Les mises à jour logicielles ont amélioré les performances autour des zones de construction grâce à une reconnaissance de scène et un routage améliorés, selon l'entreprise. Ces mises à jour ont été nécessaires après que Waymo ait identifié au moins 13 cas de véhicules autonomes conduisant dans des sections d'autoroute fermées pour construction.
Fonctionnement et architecture
Waymo a commencé à proposer des trajets en véhicule autonome utilisant les autoroutes à travers San Francisco, Phoenix et Los Angeles en novembre 2025, une expansion cruciale pour l'entreprise alors qu'elle cherchait à attirer des passagers avec des temps de trajet plus courts et un accès plus rapide aux aéroports.

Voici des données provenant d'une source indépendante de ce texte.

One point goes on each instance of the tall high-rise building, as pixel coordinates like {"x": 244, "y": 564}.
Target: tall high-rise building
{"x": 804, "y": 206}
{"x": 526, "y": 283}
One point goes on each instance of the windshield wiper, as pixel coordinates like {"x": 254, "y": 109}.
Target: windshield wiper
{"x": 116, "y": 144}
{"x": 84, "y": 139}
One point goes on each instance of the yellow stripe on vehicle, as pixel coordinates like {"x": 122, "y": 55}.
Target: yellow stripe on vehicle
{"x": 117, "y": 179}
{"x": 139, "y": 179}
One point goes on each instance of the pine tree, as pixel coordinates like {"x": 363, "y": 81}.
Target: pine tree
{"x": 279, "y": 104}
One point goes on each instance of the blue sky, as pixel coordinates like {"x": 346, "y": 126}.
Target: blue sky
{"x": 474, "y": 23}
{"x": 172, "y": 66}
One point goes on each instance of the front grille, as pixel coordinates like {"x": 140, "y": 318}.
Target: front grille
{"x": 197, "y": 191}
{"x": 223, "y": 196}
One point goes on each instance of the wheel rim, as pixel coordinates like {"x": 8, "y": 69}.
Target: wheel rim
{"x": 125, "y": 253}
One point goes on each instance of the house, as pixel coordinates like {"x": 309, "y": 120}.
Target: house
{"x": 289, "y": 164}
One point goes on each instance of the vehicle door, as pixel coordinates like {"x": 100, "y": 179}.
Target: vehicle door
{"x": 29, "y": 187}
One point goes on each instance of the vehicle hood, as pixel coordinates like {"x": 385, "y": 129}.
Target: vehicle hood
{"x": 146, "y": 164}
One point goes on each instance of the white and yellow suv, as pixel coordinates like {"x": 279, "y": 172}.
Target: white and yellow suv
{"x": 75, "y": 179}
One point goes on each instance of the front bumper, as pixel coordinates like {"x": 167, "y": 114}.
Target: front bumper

La réintégration des routes à accès limité est importante pour Waymo, car elle permettra à l'entreprise de proposer des temps de trajet plus rapides et de renforcer la confiance des passagers dans les véhicules autonomes. Cependant, cela soulève également des préoccupations en matière de sécurité, notamment en ce qui concerne le comportement des véhicules autonomes dans les zones de construction et les situations de trafic élevé.
Implications et limites
La réintégration des routes à accès limité par Waymo intervient alors que l'entreprise et d'autres opérateurs de véhicules autonomes font l'objet d'une surveillance accrue, en particulier en ce qui concerne leur comportement dans certaines situations de trafic élevé et autour des intervenants d'urgence. Un projet de loi a été proposé pour établir des normes de sécurité nationales minimales pour les opérateurs de véhicules autonomes, après un certain nombre d'incidents impliquant des véhicules autonomes qui ont bloqué des ambulances et des camions de pompiers, sont entrés dans des scènes de crime actives et n'ont pas reconnu les signaux de sécurité tels que les cônes et les fusées de signalisation.